Na verdade, esse trecho diz respeito àquele instante da narrativa. Em se tratando do mundo atual, acredito que, mais que dos judeus, o grande problema do mundo é o fundamentalismo. É a maldição deste século 21 e falo de todos os tipos – o fundamentalismo muçulmano aparece em primeiro lugar, mas não posso ignorar o judaico-israelense ou o fundamentalismo cristão que grassa pelos Estados Unidos. Mesmo os grupos que defendem causas humanitárias, como os ambientalistas, se tornam problemáticos quando viram fundamentalistas. 

O senhor afirmou, em outras entrevistas, que esse livro é resultado de longos anos de maturação. Por quê?

Por conta dessa questão do traidor que, como disse antes, me persegue desde a juventude, época em que também fui chamado de traidor. Nos anos 1940, meu bairro era formado por pessoas que apoiavam diversos movimentos, como os pró Irgun (nacionalista extremista) e os favoráveis ao Lehi (que, na época, utilizou meios violentos na esperança de expulsar os ocupantes britânicos da Palestina). Eu me atrevi a fazer amizade com um sargento britânico e, por conta disso, fui acusado de trair. Aliado a isso, há outro detalhe, dessa vez familiar. Judas é, para nós, Yehuda, que é um nome judeu comum e com conotações positivas. Meu pai se chamava Yehuda Aryeh e meu filho é Daniel Yehuda Aryeh. Na cultura cristã, como já comentamos, Judas é sinônimo de traição. Esse dualismo de significados me acompanha há muito tempo, antes até de saber que, um dia, escreveria esse livro.

E o senhor já trabalha em um novo projeto?
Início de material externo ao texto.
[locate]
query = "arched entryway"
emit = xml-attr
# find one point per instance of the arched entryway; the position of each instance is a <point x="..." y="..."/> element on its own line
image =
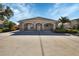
<point x="38" y="26"/>
<point x="48" y="26"/>
<point x="28" y="26"/>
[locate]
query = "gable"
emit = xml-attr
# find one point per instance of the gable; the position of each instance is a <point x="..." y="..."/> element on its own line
<point x="38" y="19"/>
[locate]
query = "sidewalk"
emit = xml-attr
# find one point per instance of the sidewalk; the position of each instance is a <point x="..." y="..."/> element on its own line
<point x="38" y="45"/>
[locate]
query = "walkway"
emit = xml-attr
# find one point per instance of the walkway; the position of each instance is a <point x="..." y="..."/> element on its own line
<point x="52" y="44"/>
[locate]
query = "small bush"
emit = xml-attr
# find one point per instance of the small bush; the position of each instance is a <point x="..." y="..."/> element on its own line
<point x="72" y="31"/>
<point x="1" y="30"/>
<point x="6" y="29"/>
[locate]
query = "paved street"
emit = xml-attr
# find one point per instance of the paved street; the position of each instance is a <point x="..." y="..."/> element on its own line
<point x="39" y="43"/>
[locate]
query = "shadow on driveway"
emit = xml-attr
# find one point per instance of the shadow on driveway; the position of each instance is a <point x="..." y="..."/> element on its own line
<point x="39" y="33"/>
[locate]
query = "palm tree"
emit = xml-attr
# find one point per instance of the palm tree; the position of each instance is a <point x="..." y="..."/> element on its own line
<point x="6" y="13"/>
<point x="63" y="20"/>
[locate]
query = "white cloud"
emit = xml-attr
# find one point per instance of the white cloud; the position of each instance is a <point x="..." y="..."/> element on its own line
<point x="59" y="11"/>
<point x="21" y="11"/>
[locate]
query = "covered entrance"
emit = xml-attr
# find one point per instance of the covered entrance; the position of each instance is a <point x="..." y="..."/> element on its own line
<point x="38" y="26"/>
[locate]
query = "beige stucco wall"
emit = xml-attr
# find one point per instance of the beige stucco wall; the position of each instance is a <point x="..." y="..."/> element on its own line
<point x="37" y="20"/>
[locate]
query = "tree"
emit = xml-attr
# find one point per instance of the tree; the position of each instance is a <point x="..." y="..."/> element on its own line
<point x="5" y="13"/>
<point x="8" y="24"/>
<point x="63" y="20"/>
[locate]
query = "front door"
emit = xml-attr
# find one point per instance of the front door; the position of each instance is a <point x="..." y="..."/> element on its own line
<point x="38" y="26"/>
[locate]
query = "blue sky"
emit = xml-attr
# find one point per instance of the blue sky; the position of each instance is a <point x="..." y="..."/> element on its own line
<point x="46" y="10"/>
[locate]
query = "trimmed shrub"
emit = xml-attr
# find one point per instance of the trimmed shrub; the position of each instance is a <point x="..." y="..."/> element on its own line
<point x="6" y="29"/>
<point x="72" y="31"/>
<point x="1" y="30"/>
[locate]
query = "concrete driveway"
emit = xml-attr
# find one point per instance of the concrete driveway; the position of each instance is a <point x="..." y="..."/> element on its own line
<point x="43" y="43"/>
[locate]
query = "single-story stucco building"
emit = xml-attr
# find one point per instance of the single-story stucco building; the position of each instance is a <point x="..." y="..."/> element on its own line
<point x="38" y="23"/>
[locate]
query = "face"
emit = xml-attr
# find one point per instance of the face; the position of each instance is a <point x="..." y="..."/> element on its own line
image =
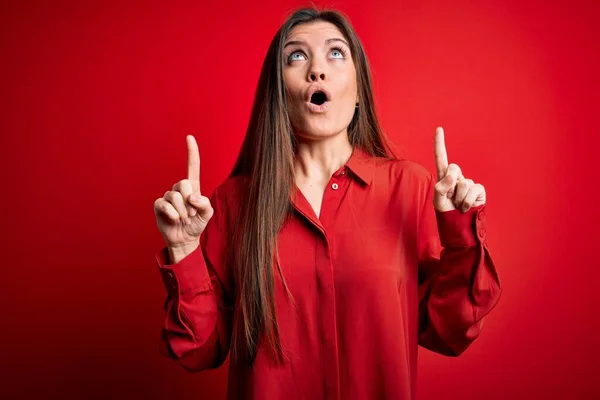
<point x="320" y="80"/>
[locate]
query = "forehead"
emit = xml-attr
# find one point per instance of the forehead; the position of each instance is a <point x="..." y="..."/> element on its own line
<point x="315" y="32"/>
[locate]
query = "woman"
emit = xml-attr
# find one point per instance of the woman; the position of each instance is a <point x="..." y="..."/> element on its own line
<point x="325" y="260"/>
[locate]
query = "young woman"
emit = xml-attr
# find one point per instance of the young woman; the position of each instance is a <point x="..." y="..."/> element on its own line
<point x="323" y="261"/>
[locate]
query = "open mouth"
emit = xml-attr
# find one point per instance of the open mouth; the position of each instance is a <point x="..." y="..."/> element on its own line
<point x="318" y="98"/>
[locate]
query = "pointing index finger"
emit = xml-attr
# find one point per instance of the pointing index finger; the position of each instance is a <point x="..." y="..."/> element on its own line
<point x="441" y="156"/>
<point x="193" y="163"/>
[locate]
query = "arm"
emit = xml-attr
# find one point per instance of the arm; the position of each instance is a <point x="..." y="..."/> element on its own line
<point x="458" y="281"/>
<point x="197" y="327"/>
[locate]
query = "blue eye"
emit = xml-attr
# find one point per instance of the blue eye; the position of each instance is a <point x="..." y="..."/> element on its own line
<point x="337" y="53"/>
<point x="293" y="56"/>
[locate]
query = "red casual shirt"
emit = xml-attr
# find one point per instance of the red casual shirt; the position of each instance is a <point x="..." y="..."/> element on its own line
<point x="378" y="273"/>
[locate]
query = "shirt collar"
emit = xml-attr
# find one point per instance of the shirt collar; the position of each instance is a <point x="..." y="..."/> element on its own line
<point x="362" y="165"/>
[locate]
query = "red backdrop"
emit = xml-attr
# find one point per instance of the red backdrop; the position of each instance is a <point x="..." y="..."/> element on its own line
<point x="98" y="99"/>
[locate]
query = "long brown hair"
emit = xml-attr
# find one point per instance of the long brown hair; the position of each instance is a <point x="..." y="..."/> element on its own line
<point x="267" y="159"/>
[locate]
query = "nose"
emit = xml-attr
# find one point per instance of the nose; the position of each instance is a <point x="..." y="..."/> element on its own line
<point x="316" y="71"/>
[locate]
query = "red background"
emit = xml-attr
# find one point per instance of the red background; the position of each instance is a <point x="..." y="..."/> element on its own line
<point x="98" y="99"/>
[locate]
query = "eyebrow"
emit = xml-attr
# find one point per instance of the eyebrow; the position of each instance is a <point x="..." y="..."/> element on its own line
<point x="328" y="41"/>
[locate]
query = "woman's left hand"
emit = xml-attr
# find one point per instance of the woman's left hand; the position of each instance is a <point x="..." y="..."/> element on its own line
<point x="453" y="191"/>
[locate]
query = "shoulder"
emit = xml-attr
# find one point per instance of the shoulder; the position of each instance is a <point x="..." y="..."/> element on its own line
<point x="404" y="171"/>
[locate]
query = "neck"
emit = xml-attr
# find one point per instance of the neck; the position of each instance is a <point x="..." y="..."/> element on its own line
<point x="317" y="160"/>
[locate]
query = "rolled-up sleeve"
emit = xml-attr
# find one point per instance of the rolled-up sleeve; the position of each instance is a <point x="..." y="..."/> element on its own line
<point x="458" y="280"/>
<point x="198" y="309"/>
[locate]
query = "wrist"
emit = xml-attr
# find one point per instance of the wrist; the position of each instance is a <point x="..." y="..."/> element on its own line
<point x="179" y="252"/>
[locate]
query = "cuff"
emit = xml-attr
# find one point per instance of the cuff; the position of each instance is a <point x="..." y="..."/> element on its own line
<point x="458" y="229"/>
<point x="188" y="274"/>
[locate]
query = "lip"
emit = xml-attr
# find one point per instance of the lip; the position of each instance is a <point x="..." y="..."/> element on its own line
<point x="313" y="107"/>
<point x="316" y="108"/>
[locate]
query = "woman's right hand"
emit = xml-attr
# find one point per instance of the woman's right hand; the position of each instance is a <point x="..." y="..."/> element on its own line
<point x="183" y="213"/>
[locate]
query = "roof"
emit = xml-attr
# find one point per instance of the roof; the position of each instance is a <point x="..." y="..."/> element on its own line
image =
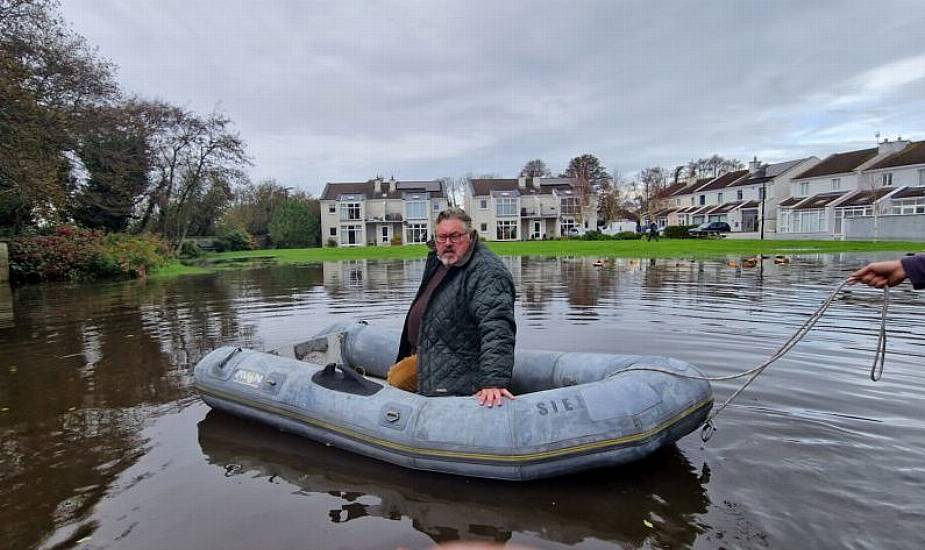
<point x="532" y="186"/>
<point x="867" y="197"/>
<point x="914" y="153"/>
<point x="909" y="193"/>
<point x="723" y="181"/>
<point x="819" y="201"/>
<point x="372" y="189"/>
<point x="839" y="163"/>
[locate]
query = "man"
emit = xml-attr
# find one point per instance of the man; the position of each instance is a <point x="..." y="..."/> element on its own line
<point x="460" y="328"/>
<point x="893" y="272"/>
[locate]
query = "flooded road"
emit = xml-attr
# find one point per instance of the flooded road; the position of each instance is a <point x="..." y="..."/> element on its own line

Sim, com certeza, mas não posso falar nada ainda. Isso funciona como uma gestação, em que a criação só diz respeito, naquele momento, à mulher.

JUDAS

Autor: Amós Oz

Tradução: Paulo Geiger

Editora: Companhia das Letras (368 págs., R$ 44,90)

Leia um trecho de Judas:

“Eis aí uma história dos dias de inverno no final de 1959 e início de 1960. Nesta história há erro e desejo, há amor frustrado e certa questão religiosa que ficou aqui sem resposta. Em alguns prédios ainda se reconhecem os sinais da guerra que há dez anos dividiu a cidade. Ao fundo dá para ouvir o toque distante de um acordeão ou os sons nostálgicos de uma gaita ao entardecer, por trás de uma persiana cerrada.

Em muitas residências de Jerusalém é possível ver na parede da sala de estar o redemoinho de estrelas de Van Gogh ou a ardência de seus ciprestes, e nos pequenos quartos ainda estão estendidas esteiras de palha, e um exemplar de Iemei Tziklag ou de Doutor Jivago virado e aberto na beirada de um colchão de espuma coberto com um pedaço de tecido de motivo oriental e um monte de almofadas bordadas. Durante a noite inteira um aquecedor a querosene arde com uma chama azul. De dentro de um cartucho de obus no canto da sala cresce uma espécie de ramalhete estilizado feito de ramos de espinheiro.

No início de dezembro Shmuel Asch interrompeu seus estudos na universidade e pretendia ir embora de Jerusalém, por causa de um amor frustrado, devido a uma pesquisa que empacou e principalmente porque a situação econômica de seu pai despencara e Shmuel se via obrigado a procurar algum trabalho”.